Probabilistic Fracture Mechanics Analysis of Friction Stir Weld Fatigue Performance

Recent studies have suggested that friction stir welding (FSW) represents a transformative technology, which could have a significant influence on the durability and economics of extruded aluminum decks for vehicular bridge construction and retrofitting applications. Design codes in Canada are only just starting to acknowledge FSW as a viable welding process for structural applications. Existing international codes (e.g. ISO, AWS) include quality control (QC) provisions, which appear to be based on “best practice”, rather than a correlation with expected fatigue performance.
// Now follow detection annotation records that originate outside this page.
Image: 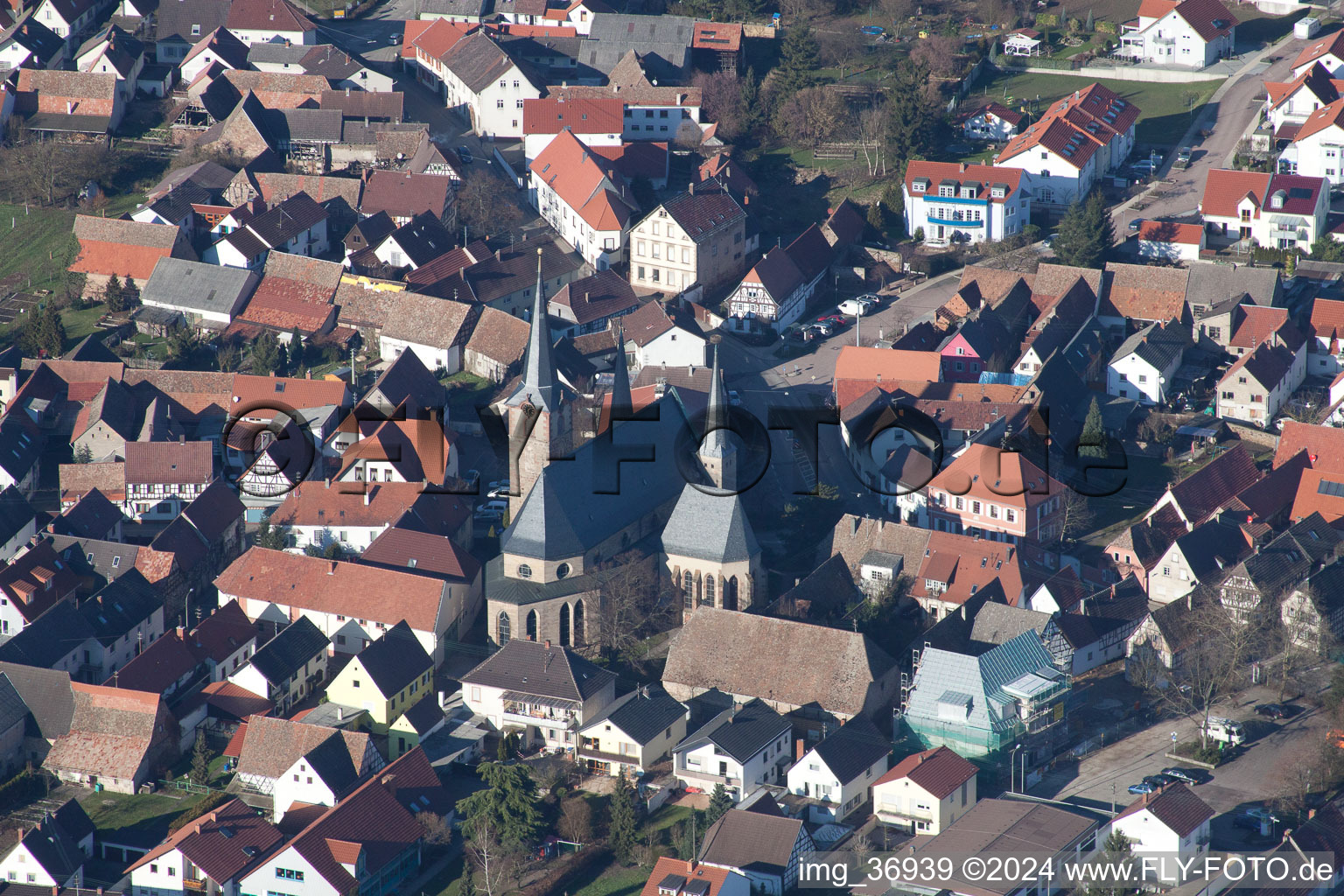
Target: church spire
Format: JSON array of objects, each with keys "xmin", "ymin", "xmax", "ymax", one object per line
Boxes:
[
  {"xmin": 509, "ymin": 248, "xmax": 559, "ymax": 411},
  {"xmin": 610, "ymin": 321, "xmax": 634, "ymax": 422}
]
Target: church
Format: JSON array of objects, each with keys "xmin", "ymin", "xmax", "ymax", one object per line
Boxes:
[{"xmin": 485, "ymin": 248, "xmax": 765, "ymax": 648}]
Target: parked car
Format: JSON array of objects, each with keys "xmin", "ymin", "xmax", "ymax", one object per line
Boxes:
[{"xmin": 1163, "ymin": 766, "xmax": 1199, "ymax": 785}]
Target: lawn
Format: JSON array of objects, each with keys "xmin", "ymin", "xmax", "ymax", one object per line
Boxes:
[
  {"xmin": 966, "ymin": 70, "xmax": 1223, "ymax": 146},
  {"xmin": 0, "ymin": 204, "xmax": 80, "ymax": 291}
]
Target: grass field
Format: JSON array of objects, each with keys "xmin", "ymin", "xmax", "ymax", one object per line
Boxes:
[{"xmin": 966, "ymin": 74, "xmax": 1223, "ymax": 146}]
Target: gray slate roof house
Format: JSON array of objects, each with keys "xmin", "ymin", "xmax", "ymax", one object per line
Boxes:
[{"xmin": 140, "ymin": 258, "xmax": 261, "ymax": 326}]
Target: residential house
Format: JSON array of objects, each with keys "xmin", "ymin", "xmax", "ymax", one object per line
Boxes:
[
  {"xmin": 1293, "ymin": 31, "xmax": 1344, "ymax": 78},
  {"xmin": 872, "ymin": 747, "xmax": 977, "ymax": 834},
  {"xmin": 1278, "ymin": 98, "xmax": 1344, "ymax": 186},
  {"xmin": 993, "ymin": 83, "xmax": 1141, "ymax": 206},
  {"xmin": 547, "ymin": 269, "xmax": 640, "ymax": 339},
  {"xmin": 642, "ymin": 859, "xmax": 752, "ymax": 896},
  {"xmin": 1215, "ymin": 334, "xmax": 1308, "ymax": 426},
  {"xmin": 1199, "ymin": 167, "xmax": 1337, "ymax": 245},
  {"xmin": 928, "ymin": 444, "xmax": 1065, "ymax": 544},
  {"xmin": 672, "ymin": 698, "xmax": 790, "ymax": 802},
  {"xmin": 902, "ymin": 161, "xmax": 1031, "ymax": 246},
  {"xmin": 662, "ymin": 606, "xmax": 898, "ymax": 721},
  {"xmin": 1279, "ymin": 562, "xmax": 1344, "ymax": 653},
  {"xmin": 1218, "ymin": 513, "xmax": 1344, "ymax": 623},
  {"xmin": 1110, "ymin": 782, "xmax": 1216, "ymax": 884},
  {"xmin": 462, "ymin": 638, "xmax": 615, "ymax": 755},
  {"xmin": 1106, "ymin": 321, "xmax": 1189, "ymax": 404},
  {"xmin": 1138, "ymin": 220, "xmax": 1204, "ymax": 264},
  {"xmin": 228, "ymin": 617, "xmax": 331, "ymax": 712},
  {"xmin": 957, "ymin": 101, "xmax": 1027, "ymax": 143},
  {"xmin": 629, "ymin": 184, "xmax": 760, "ymax": 291},
  {"xmin": 788, "ymin": 716, "xmax": 891, "ymax": 823},
  {"xmin": 359, "ymin": 171, "xmax": 453, "ymax": 227},
  {"xmin": 235, "ymin": 715, "xmax": 384, "ymax": 808},
  {"xmin": 126, "ymin": 796, "xmax": 285, "ymax": 896},
  {"xmin": 900, "ymin": 632, "xmax": 1071, "ymax": 770},
  {"xmin": 1116, "ymin": 0, "xmax": 1236, "ymax": 68},
  {"xmin": 42, "ymin": 682, "xmax": 178, "ymax": 794},
  {"xmin": 239, "ymin": 750, "xmax": 440, "ymax": 896},
  {"xmin": 70, "ymin": 215, "xmax": 196, "ymax": 286},
  {"xmin": 223, "ymin": 0, "xmax": 317, "ymax": 47},
  {"xmin": 140, "ymin": 258, "xmax": 261, "ymax": 329},
  {"xmin": 698, "ymin": 811, "xmax": 816, "ymax": 896},
  {"xmin": 215, "ymin": 547, "xmax": 459, "ymax": 663},
  {"xmin": 621, "ymin": 301, "xmax": 708, "ymax": 372},
  {"xmin": 578, "ymin": 683, "xmax": 691, "ymax": 778},
  {"xmin": 731, "ymin": 224, "xmax": 835, "ymax": 331},
  {"xmin": 201, "ymin": 192, "xmax": 329, "ymax": 270},
  {"xmin": 326, "ymin": 622, "xmax": 434, "ymax": 731}
]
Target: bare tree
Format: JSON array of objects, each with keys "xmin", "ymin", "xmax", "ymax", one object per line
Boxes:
[{"xmin": 466, "ymin": 818, "xmax": 523, "ymax": 896}]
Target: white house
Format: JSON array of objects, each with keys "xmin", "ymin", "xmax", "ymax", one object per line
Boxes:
[
  {"xmin": 422, "ymin": 31, "xmax": 542, "ymax": 138},
  {"xmin": 462, "ymin": 638, "xmax": 615, "ymax": 755},
  {"xmin": 677, "ymin": 698, "xmax": 792, "ymax": 801},
  {"xmin": 1278, "ymin": 97, "xmax": 1344, "ymax": 186},
  {"xmin": 1116, "ymin": 0, "xmax": 1236, "ymax": 68},
  {"xmin": 957, "ymin": 101, "xmax": 1026, "ymax": 143},
  {"xmin": 578, "ymin": 683, "xmax": 691, "ymax": 778},
  {"xmin": 1138, "ymin": 220, "xmax": 1204, "ymax": 263},
  {"xmin": 215, "ymin": 547, "xmax": 457, "ymax": 662},
  {"xmin": 1264, "ymin": 62, "xmax": 1340, "ymax": 135},
  {"xmin": 1199, "ymin": 166, "xmax": 1334, "ymax": 251},
  {"xmin": 788, "ymin": 716, "xmax": 891, "ymax": 823},
  {"xmin": 529, "ymin": 130, "xmax": 639, "ymax": 271},
  {"xmin": 872, "ymin": 747, "xmax": 977, "ymax": 834},
  {"xmin": 1098, "ymin": 783, "xmax": 1215, "ymax": 884},
  {"xmin": 1106, "ymin": 321, "xmax": 1189, "ymax": 404},
  {"xmin": 621, "ymin": 302, "xmax": 707, "ymax": 374},
  {"xmin": 1284, "ymin": 31, "xmax": 1344, "ymax": 78},
  {"xmin": 902, "ymin": 161, "xmax": 1031, "ymax": 246},
  {"xmin": 995, "ymin": 83, "xmax": 1140, "ymax": 206},
  {"xmin": 126, "ymin": 799, "xmax": 285, "ymax": 896}
]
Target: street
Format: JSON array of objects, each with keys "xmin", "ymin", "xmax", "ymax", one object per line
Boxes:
[{"xmin": 1111, "ymin": 33, "xmax": 1308, "ymax": 231}]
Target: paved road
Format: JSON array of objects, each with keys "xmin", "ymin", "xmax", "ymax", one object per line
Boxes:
[{"xmin": 1113, "ymin": 35, "xmax": 1306, "ymax": 236}]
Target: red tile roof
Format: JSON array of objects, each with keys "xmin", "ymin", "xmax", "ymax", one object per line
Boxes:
[
  {"xmin": 531, "ymin": 130, "xmax": 636, "ymax": 233},
  {"xmin": 523, "ymin": 97, "xmax": 625, "ymax": 135},
  {"xmin": 1113, "ymin": 783, "xmax": 1216, "ymax": 836},
  {"xmin": 872, "ymin": 747, "xmax": 976, "ymax": 799},
  {"xmin": 1274, "ymin": 421, "xmax": 1344, "ymax": 475},
  {"xmin": 215, "ymin": 547, "xmax": 444, "ymax": 632},
  {"xmin": 1138, "ymin": 220, "xmax": 1204, "ymax": 246}
]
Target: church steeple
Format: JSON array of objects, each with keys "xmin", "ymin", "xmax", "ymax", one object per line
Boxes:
[
  {"xmin": 609, "ymin": 321, "xmax": 634, "ymax": 422},
  {"xmin": 697, "ymin": 342, "xmax": 738, "ymax": 492},
  {"xmin": 508, "ymin": 248, "xmax": 564, "ymax": 411}
]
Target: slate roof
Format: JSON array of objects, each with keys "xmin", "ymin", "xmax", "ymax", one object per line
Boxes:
[
  {"xmin": 358, "ymin": 622, "xmax": 434, "ymax": 697},
  {"xmin": 698, "ymin": 808, "xmax": 807, "ymax": 880},
  {"xmin": 812, "ymin": 716, "xmax": 891, "ymax": 785},
  {"xmin": 662, "ymin": 607, "xmax": 895, "ymax": 716},
  {"xmin": 1113, "ymin": 782, "xmax": 1216, "ymax": 838},
  {"xmin": 581, "ymin": 683, "xmax": 688, "ymax": 746},
  {"xmin": 872, "ymin": 747, "xmax": 977, "ymax": 799},
  {"xmin": 462, "ymin": 638, "xmax": 615, "ymax": 703},
  {"xmin": 251, "ymin": 617, "xmax": 331, "ymax": 685}
]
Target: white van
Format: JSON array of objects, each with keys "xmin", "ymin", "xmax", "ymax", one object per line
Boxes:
[{"xmin": 1203, "ymin": 716, "xmax": 1246, "ymax": 747}]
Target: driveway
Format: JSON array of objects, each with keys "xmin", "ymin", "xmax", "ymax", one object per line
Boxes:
[{"xmin": 1111, "ymin": 35, "xmax": 1306, "ymax": 238}]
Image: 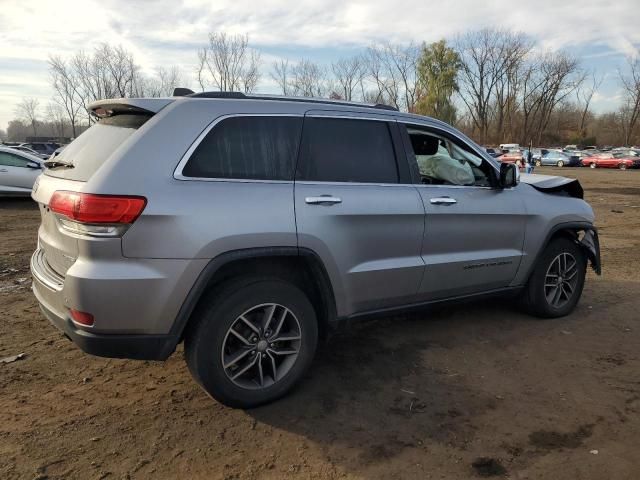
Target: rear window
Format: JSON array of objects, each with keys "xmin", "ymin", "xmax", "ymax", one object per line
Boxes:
[
  {"xmin": 182, "ymin": 116, "xmax": 302, "ymax": 180},
  {"xmin": 45, "ymin": 114, "xmax": 151, "ymax": 181}
]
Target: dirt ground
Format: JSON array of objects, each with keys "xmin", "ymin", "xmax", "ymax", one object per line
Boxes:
[{"xmin": 0, "ymin": 168, "xmax": 640, "ymax": 479}]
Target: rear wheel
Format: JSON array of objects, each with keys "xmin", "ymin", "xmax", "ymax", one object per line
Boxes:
[
  {"xmin": 523, "ymin": 237, "xmax": 587, "ymax": 318},
  {"xmin": 185, "ymin": 278, "xmax": 318, "ymax": 408}
]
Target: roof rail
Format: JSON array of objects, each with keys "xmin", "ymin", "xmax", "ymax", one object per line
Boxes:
[
  {"xmin": 171, "ymin": 87, "xmax": 194, "ymax": 97},
  {"xmin": 181, "ymin": 89, "xmax": 398, "ymax": 112},
  {"xmin": 189, "ymin": 92, "xmax": 250, "ymax": 98}
]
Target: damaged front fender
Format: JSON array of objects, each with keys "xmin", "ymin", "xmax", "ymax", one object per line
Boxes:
[{"xmin": 578, "ymin": 227, "xmax": 602, "ymax": 275}]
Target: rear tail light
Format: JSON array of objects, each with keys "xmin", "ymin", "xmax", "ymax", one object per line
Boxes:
[
  {"xmin": 49, "ymin": 190, "xmax": 147, "ymax": 236},
  {"xmin": 69, "ymin": 308, "xmax": 93, "ymax": 327}
]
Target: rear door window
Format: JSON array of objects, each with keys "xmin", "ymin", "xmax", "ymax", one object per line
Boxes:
[
  {"xmin": 45, "ymin": 114, "xmax": 151, "ymax": 181},
  {"xmin": 296, "ymin": 117, "xmax": 398, "ymax": 183},
  {"xmin": 182, "ymin": 116, "xmax": 302, "ymax": 180},
  {"xmin": 0, "ymin": 152, "xmax": 29, "ymax": 167}
]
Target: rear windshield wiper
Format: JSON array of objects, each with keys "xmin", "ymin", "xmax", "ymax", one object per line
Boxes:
[{"xmin": 42, "ymin": 160, "xmax": 75, "ymax": 168}]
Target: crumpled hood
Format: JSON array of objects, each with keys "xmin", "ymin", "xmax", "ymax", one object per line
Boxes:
[{"xmin": 520, "ymin": 173, "xmax": 584, "ymax": 198}]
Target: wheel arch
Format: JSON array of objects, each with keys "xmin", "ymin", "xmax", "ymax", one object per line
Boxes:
[
  {"xmin": 171, "ymin": 247, "xmax": 337, "ymax": 345},
  {"xmin": 525, "ymin": 222, "xmax": 601, "ymax": 283}
]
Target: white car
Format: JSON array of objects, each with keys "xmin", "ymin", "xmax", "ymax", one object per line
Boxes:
[
  {"xmin": 10, "ymin": 145, "xmax": 49, "ymax": 160},
  {"xmin": 0, "ymin": 147, "xmax": 44, "ymax": 196}
]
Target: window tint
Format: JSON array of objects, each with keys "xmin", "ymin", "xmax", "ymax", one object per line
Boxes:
[
  {"xmin": 297, "ymin": 118, "xmax": 398, "ymax": 183},
  {"xmin": 0, "ymin": 152, "xmax": 29, "ymax": 167},
  {"xmin": 45, "ymin": 114, "xmax": 151, "ymax": 181},
  {"xmin": 182, "ymin": 116, "xmax": 302, "ymax": 180}
]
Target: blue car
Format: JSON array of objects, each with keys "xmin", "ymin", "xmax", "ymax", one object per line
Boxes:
[{"xmin": 536, "ymin": 152, "xmax": 581, "ymax": 167}]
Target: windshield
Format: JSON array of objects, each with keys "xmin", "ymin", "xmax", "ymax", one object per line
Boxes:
[{"xmin": 45, "ymin": 114, "xmax": 150, "ymax": 181}]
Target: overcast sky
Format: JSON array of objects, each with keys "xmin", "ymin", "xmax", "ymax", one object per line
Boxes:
[{"xmin": 0, "ymin": 0, "xmax": 640, "ymax": 129}]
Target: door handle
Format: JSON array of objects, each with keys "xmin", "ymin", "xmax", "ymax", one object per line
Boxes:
[
  {"xmin": 430, "ymin": 197, "xmax": 458, "ymax": 205},
  {"xmin": 304, "ymin": 195, "xmax": 342, "ymax": 205}
]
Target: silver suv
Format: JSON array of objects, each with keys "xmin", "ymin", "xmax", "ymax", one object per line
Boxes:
[{"xmin": 31, "ymin": 92, "xmax": 600, "ymax": 407}]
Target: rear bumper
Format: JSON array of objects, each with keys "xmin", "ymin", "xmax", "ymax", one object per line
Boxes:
[
  {"xmin": 34, "ymin": 300, "xmax": 178, "ymax": 360},
  {"xmin": 31, "ymin": 249, "xmax": 205, "ymax": 360}
]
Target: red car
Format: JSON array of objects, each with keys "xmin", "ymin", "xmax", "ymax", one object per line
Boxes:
[
  {"xmin": 496, "ymin": 150, "xmax": 524, "ymax": 167},
  {"xmin": 582, "ymin": 153, "xmax": 640, "ymax": 170}
]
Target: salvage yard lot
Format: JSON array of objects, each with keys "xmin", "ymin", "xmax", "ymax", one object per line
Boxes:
[{"xmin": 0, "ymin": 168, "xmax": 640, "ymax": 479}]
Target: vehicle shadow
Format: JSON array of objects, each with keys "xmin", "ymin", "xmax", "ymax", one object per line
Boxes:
[{"xmin": 247, "ymin": 302, "xmax": 524, "ymax": 470}]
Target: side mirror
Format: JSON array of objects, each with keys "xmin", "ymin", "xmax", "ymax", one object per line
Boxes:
[{"xmin": 500, "ymin": 163, "xmax": 520, "ymax": 188}]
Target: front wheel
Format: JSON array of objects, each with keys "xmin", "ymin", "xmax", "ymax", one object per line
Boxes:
[
  {"xmin": 185, "ymin": 278, "xmax": 318, "ymax": 408},
  {"xmin": 523, "ymin": 237, "xmax": 587, "ymax": 318}
]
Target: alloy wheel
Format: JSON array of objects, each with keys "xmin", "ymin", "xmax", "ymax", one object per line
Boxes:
[
  {"xmin": 544, "ymin": 252, "xmax": 578, "ymax": 308},
  {"xmin": 222, "ymin": 303, "xmax": 302, "ymax": 390}
]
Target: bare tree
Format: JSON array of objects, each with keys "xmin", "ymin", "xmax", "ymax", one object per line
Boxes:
[
  {"xmin": 16, "ymin": 98, "xmax": 40, "ymax": 137},
  {"xmin": 289, "ymin": 59, "xmax": 327, "ymax": 97},
  {"xmin": 144, "ymin": 66, "xmax": 184, "ymax": 98},
  {"xmin": 576, "ymin": 70, "xmax": 604, "ymax": 138},
  {"xmin": 197, "ymin": 33, "xmax": 260, "ymax": 93},
  {"xmin": 495, "ymin": 33, "xmax": 532, "ymax": 141},
  {"xmin": 46, "ymin": 102, "xmax": 67, "ymax": 138},
  {"xmin": 619, "ymin": 57, "xmax": 640, "ymax": 145},
  {"xmin": 331, "ymin": 55, "xmax": 366, "ymax": 101},
  {"xmin": 367, "ymin": 43, "xmax": 420, "ymax": 112},
  {"xmin": 457, "ymin": 28, "xmax": 527, "ymax": 143},
  {"xmin": 269, "ymin": 59, "xmax": 290, "ymax": 95}
]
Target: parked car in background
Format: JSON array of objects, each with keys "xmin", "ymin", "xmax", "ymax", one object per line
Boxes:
[
  {"xmin": 48, "ymin": 145, "xmax": 67, "ymax": 160},
  {"xmin": 497, "ymin": 150, "xmax": 524, "ymax": 167},
  {"xmin": 536, "ymin": 150, "xmax": 581, "ymax": 167},
  {"xmin": 20, "ymin": 142, "xmax": 60, "ymax": 157},
  {"xmin": 500, "ymin": 143, "xmax": 520, "ymax": 150},
  {"xmin": 531, "ymin": 148, "xmax": 549, "ymax": 165},
  {"xmin": 485, "ymin": 148, "xmax": 500, "ymax": 158},
  {"xmin": 582, "ymin": 152, "xmax": 640, "ymax": 170},
  {"xmin": 10, "ymin": 145, "xmax": 49, "ymax": 160},
  {"xmin": 0, "ymin": 147, "xmax": 43, "ymax": 196},
  {"xmin": 611, "ymin": 148, "xmax": 640, "ymax": 158}
]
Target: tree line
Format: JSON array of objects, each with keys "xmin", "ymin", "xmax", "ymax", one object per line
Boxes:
[{"xmin": 7, "ymin": 28, "xmax": 640, "ymax": 145}]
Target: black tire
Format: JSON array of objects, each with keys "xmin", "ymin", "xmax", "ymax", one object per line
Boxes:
[
  {"xmin": 185, "ymin": 277, "xmax": 318, "ymax": 408},
  {"xmin": 522, "ymin": 237, "xmax": 587, "ymax": 318}
]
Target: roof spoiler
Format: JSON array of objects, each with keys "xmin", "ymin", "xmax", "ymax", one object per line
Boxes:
[
  {"xmin": 171, "ymin": 87, "xmax": 195, "ymax": 97},
  {"xmin": 87, "ymin": 98, "xmax": 174, "ymax": 118}
]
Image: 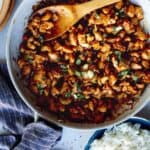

With this in mind, a recent project was undertaken, which included the following tasks: 1) FSW specimen preparation and metallurgical analysis; 2) fatigue testing of FSW specimens; and 3) fracture mechanics analysis of the test results. A novel aspect of the project was the fatigue testing and analysis of welds with varying levels of quality (i.e. various defect types with varying degrees of severity intentionally introduced). In this paper, a fracture mechanics model developed previously to analyze the test results will be used along with Monte Carlo simulation (MCS) to establish probabilistic S-N (stress-life) curves for FSW joints with various defect types and degrees of severity. It is believed that curves like these can provide a basis for the establishment of improved guidelines and code provisions for the QC and fatigue design of FSW joints.